Defaults shall include:
(a) Obligor's failure to pay or perform this or any agreement with Bank or
breach of any warranty herein, or Borrower's failure to pay or perform any
agreement with Bank.
(b) deleted XXXXXXXXXXXXXXXXX
(c) Any actual deterioration of the Collateral or in the market price
thereof which causes it, to become unsatisfactory as security.
(d) Any levy or seizure against Borrower or any of the Collateral.

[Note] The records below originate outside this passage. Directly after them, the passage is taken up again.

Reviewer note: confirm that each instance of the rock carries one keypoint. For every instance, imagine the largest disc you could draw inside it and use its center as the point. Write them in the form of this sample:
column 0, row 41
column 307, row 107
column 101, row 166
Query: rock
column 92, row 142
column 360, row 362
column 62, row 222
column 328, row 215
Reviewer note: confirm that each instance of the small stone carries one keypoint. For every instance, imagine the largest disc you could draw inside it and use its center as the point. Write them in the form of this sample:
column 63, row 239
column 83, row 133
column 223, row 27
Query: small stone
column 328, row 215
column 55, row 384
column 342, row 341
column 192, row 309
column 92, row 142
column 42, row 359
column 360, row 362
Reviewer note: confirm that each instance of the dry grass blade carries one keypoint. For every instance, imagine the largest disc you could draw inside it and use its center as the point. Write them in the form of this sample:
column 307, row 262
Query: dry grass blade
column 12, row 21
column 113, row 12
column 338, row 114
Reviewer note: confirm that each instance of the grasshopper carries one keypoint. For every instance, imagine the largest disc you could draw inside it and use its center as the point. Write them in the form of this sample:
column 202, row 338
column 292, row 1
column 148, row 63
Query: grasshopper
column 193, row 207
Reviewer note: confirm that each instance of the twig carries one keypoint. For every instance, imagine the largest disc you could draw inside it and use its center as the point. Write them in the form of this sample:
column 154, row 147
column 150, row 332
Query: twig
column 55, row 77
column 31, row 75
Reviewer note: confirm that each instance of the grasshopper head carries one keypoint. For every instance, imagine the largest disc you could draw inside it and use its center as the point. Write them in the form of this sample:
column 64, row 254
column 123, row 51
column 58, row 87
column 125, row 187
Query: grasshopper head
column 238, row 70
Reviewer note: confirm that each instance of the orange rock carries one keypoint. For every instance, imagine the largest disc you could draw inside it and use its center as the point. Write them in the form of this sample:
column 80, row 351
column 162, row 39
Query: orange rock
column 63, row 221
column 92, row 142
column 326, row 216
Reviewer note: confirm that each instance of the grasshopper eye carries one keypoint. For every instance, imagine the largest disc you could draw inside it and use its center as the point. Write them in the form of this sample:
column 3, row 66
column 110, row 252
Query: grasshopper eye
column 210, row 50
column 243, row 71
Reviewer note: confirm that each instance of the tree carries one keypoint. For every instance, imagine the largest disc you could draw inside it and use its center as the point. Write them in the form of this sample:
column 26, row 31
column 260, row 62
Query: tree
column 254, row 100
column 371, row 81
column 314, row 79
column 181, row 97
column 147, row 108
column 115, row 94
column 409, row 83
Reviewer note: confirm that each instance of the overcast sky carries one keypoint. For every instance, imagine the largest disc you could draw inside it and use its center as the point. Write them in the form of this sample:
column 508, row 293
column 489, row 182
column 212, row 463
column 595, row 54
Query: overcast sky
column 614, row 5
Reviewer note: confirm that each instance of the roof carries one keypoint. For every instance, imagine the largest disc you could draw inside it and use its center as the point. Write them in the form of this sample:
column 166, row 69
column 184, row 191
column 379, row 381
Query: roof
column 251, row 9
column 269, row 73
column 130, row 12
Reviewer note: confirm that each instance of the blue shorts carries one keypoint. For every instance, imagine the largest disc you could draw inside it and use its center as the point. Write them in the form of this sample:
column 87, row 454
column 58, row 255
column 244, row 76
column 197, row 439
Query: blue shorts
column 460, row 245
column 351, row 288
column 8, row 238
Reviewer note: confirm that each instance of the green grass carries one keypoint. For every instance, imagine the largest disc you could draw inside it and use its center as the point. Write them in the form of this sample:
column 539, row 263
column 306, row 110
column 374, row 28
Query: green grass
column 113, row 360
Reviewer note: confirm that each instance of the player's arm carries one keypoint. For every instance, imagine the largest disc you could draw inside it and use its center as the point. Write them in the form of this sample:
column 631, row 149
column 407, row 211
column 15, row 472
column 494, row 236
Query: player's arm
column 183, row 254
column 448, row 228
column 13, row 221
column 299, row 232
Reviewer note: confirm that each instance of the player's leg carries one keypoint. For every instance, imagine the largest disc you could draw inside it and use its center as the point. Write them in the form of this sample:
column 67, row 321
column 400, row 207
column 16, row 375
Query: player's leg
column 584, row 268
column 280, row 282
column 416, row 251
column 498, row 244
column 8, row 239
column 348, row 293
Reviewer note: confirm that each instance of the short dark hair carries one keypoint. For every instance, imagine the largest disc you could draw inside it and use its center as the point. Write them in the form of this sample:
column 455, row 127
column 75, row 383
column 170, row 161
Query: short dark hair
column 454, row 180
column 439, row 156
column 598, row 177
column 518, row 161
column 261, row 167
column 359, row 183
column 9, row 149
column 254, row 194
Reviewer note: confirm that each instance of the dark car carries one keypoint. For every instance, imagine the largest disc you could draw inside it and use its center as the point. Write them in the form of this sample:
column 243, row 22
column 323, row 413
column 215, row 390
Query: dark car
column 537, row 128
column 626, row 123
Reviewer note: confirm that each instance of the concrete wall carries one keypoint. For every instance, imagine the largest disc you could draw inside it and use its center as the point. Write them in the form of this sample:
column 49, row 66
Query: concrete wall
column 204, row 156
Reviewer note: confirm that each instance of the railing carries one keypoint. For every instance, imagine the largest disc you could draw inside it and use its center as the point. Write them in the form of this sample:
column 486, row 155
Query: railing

(e) Death, termination of business, assignment for creditors, insolvency,
appointment of receiver, or the filing of any petition under bankruptcy or
debtor's relief laws of, by or against Obligor or Borrower or any guarantor
of the Debt, if not terminated within 60 days with respect to filings
against borrower or obligor.
(f) Any warranty or representation which is false or is believed in
good faith by Bank to be false.
13. Bank's acceptance of partial or delinquent payments or the failure of Bank
to exercise any right or remedy shall not waive any obligation of Obligor or
Borrower or right of Bank to modify this Agreement, or waive any other similar
default.
14. On transfer of all or any part of the Debt, Bank may transfer all or any
part of the Collateral. Bank may deliver all or any part of the Collateral
to any Obligor at any time. Any such transfer or delivery shall discharge
Bank from all liability and responsibility with respect to such Collateral
transferred or delivered. This Agreement benefits Bank's successors and
assigns and binds Obligor's heirs, legatees, personal representatives,
successors and assigns. Obligor agrees not to assert against any assignee of
Bank any claim or defense that may exist against Bank. Time is of the
essence. This Agreement and supplementary schedules hereto contain the
entire security agreement between Bank and Obligor. Obligor will execute any
additional agreements, assignments or documents reasonably required by Bank
to carry this Agreement into effect.
15. This Agreement shall be governed by and construed in accordance with the
laws of the State of California, to the jurisdiction of whose courts the Obligor
hereby agrees to submit. Obligor agrees that service of process may be
accomplished by any means authorized by California law. All words used herein
in the singular shall be considered to have been used in the plural where the
context and construction so require.